À Boston, une heure avant le coup d’envoi d’un match de Coupe du monde, le speaker exhorte les spectateurs à se lever, main sur le cœur, pour l’hymne américain. Ce samedi 4 juillet 2026, à Philadelphie, lors de France-Paraguay, l’hymne aura une saveur particulière : le pays célèbre les 250 ans de son indépendance.
Les Bleus, habitués à rejoindre rapidement leur camp de base à Boston après les matchs, manqueront une soirée historique à la Pennsylvania State House, où la Déclaration d’indépendance fut signée le 4 juillet 1776, à seulement 5 km du Lincoln Financial Field. « C’est un jour très important, dans une ville aussi particulière, a résumé Jules Koundé en conférence de presse jeudi. Philly est le berceau de l’Amérique et est très forte culturellement. »
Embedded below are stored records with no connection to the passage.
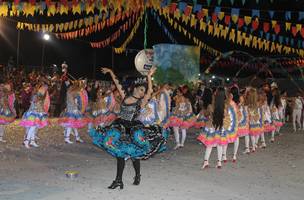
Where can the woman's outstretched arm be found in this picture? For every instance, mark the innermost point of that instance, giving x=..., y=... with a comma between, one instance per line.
x=115, y=80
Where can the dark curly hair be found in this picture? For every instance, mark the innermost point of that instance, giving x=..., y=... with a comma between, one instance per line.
x=219, y=107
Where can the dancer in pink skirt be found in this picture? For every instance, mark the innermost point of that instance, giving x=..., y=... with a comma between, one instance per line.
x=182, y=118
x=73, y=117
x=37, y=115
x=7, y=110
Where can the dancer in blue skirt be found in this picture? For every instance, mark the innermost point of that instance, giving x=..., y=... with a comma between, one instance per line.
x=128, y=137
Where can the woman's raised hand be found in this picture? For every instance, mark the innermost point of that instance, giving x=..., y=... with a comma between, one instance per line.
x=105, y=70
x=152, y=71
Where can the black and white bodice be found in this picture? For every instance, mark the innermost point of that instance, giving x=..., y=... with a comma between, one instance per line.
x=129, y=112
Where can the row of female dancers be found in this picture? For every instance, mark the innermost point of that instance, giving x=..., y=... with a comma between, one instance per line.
x=135, y=125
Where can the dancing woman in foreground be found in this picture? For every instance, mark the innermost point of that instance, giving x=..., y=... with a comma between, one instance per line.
x=127, y=137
Johnny Knoxville et du poulet pour America 250
Pour s’imprégner de l’ambiance America 250, il suffit d’allumer la télévision : les marques américaines bombardent de campagnes marketing. KFC a engagé Johnny Knoxville, star de Jackass, pour un spot mêlant buckets de poulet, drapeaux américains et explosions. « This 4th, be safe out there America », a tweeté KFC le 27 juin 2026.
Les initiatives sont variées : changement de packaging pour les chips Ruffles, bon d’achat de 6 dollars offert par Budweiser aux Américains de plus de 21 ans, ou promotions chez The Home Depot. « Il est très courant aux États-Unis de cibler les publicités en fonction des périodes de l’année », explique Alessandro Maffei, doctorant spécialiste des États-Unis au Centre de recherches internationales de Sciences Po. « C’est souvent à l’occasion de l’anniversaire de l’Indépendance que les entreprises organisent des promotions en vendant leurs produits à 17,76 $ ou à des prix avec ces chiffres. »
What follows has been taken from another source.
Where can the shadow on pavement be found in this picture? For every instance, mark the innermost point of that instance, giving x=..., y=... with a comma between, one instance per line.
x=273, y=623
Des retombées financières énormes
Selon le site WalletHub, les Américains dépenseront cette année 9,4 billions de dollars en nourriture pour la seule journée du 4 juillet. Mais l’intérêt n’est pas seulement économique. Félix Lemieux, chercheur associé à l’Observatoire sur les États-Unis de la Chaire Raoul-Dandurand de l’université du Québec à Montréal, souligne : « On retrouve quand même plusieurs fois le côté patriotique dans ces pubs. La société américaine est de plus en plus polarisée, notamment depuis l’arrivée au pouvoir de Donald Trump et c’est peut-être une façon d’aller chercher tous les Américains, d’aller projeter une image d’unité. Parce que c’est difficile d’attaquer le patriotisme américain, d’attaquer le drapeau américain. C’est une façon de jouer sur quelque chose qui est très conventionnel, qui unit généralement les Américains. »
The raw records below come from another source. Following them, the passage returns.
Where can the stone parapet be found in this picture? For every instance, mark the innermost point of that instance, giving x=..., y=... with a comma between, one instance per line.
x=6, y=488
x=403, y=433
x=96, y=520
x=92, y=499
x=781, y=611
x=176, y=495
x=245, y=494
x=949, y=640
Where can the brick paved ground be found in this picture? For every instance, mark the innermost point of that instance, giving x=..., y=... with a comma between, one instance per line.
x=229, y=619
Les entreprises qui ne participent pas à cet élan populaire risquent d’être mal vues. Depuis vingt-cinq ans, le cabinet Brand Keys établit un classement des marques les plus patriotiques. En 2026, Jeep, Coca-Cola et Ford sont sur le podium, tandis que Google n’est qu’en 99e position. « C’est pour ça que ce n’est pas surprenant de voir ce genre de compagnies essayer de jouer sur cette image-là, d’être purement américains », analyse Félix Lemieux. Ford a lancé une campagne « American Value. For American Values », après avoir utilisé « From America, For America » l’an dernier.
La concurrence s’active
Chevrolet a dégainé une campagne « Heartbeat of America » avec merchandising (blousons, casquettes, tee-shirts). Jeep a ajouté le bouclier de Capitaine America sur le cache pneu de sa Jeep Wrangler. Rien n’est laissé au hasard.
Mais les petites entreprises aussi participent. Des drapeaux se vendent partout, les centres commerciaux Star Market décorent leurs pâtisseries en bleu, rouge et blanc. Le Corrib Pub, dans la banlieue de Boston, vend des tee-shirts et casquettes spéciales à 20 dollars (17,5 euros). « Mais tout l’argent sera reversé à des associations », a précisé un serveur.